Lineage-specific deletion of Phd2 in the hematopoietic but not the epithelial cell compartment aggravates colitis-associated tumor growth. To test the hypothesis that TAMs are crucial for promoting Phd2-deficient tumor growth in CAC, we used transgenic Vav:Cre-Phd2fl/fl mice that harbor a homozygous deletion of Phd2 in all hematopoietic lineages (including macrophages) and subjected them to AOM/DSS treatment. Furthermore, to exclude a potential impact of PHD2 in epithelial cells on CAC growth, we also induced AOM/DSS tumors in Villin:Cre-Phd2fl/fl mice, which are Phd2 deficient in the intestinal epithelial cells (IECs) of the small intestine and colon (38, 39). In line with our previous results with Phd2+/– mice, Vav:Cre-Phd2fl/fl mice displayed significantly bigger tumors, while the tumor number was not changed compared with control animals (Figure 6, A and B). While tumors of Vav:Cre-Phd2fl/fl and control mice were equally apoptotic as assessed by CC3 IHC staining (Figure 6C), tumors from Vav:Cre-Phd2fl/fl mice showed aggravated tumor proliferation compared with their controls as assessed by IHC for PCNA (Figure 6D). Moreover, IHC staining revealed significantly increased phosphorylation of STAT3 and ERK1/2 (Figure 6, E and F) but unchanged nuclear β-catenin expression in Vav:Cre-Phd2fl/fl tumors compared with the control tumors (Supplemental Figure 6A). Strikingly, consistent with the phenotype observed in Phd2+/– animals, IHC staining for F4/80 suggested a significant increase in the number of TAMs in Vav:Cre-Phd2fl/fl tumors compared with the control tumors (Figure 6G).
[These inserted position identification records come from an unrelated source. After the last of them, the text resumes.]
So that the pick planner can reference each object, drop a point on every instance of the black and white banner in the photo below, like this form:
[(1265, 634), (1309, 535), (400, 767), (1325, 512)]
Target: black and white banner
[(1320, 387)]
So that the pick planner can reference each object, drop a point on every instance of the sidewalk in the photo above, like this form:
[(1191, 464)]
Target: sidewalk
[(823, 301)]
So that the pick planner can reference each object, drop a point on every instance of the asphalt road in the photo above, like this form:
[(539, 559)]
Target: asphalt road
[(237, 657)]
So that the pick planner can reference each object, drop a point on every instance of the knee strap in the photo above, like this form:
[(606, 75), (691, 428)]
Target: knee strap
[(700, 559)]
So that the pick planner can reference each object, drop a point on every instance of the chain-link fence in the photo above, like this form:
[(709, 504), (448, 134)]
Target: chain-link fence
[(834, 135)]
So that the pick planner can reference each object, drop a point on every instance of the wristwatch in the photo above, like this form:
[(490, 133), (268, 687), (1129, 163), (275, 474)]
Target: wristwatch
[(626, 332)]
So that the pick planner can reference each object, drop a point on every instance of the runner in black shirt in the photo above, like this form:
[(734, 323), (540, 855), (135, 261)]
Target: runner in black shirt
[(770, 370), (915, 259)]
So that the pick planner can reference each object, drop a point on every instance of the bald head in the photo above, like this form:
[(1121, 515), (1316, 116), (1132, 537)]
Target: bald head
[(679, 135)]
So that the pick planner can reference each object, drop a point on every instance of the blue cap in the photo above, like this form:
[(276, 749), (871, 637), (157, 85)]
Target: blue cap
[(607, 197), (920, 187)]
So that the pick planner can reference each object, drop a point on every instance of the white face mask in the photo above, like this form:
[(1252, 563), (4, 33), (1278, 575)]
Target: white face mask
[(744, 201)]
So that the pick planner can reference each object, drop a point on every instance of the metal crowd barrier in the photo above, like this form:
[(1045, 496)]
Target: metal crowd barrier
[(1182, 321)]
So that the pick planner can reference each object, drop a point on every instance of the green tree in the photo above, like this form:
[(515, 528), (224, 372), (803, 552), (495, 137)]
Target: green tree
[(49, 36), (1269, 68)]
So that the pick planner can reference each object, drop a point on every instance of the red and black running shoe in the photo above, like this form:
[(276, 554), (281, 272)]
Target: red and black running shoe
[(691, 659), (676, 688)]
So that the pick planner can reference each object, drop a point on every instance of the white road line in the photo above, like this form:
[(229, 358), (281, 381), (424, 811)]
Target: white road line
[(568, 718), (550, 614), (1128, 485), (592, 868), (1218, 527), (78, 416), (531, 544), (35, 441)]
Moreover, upstream of STAT3 and ERK1/2 signaling, the mRNA transcript level of EGFR ligand Ereg, as quantified by qRT-PCR, was significantly augmented (Figure 6H), while the expression of Egfr and all other EGFR ligands — Areg, Egf, Hbegf, Tgfa, Epgn, and Btc — was not significantly altered in Vav:Cre-Phd2fl/fl tumors compared with control tumors (Supplemental Figure 6, B and C). Furthermore, the transcript expression of protumorigenic IL-6 was significantly increased, while expression of IL-11 was modestly (but not significantly) elevated in Vav:Cre-Phd2fl/fl tumors compared with WT control tumors (Figure 6I).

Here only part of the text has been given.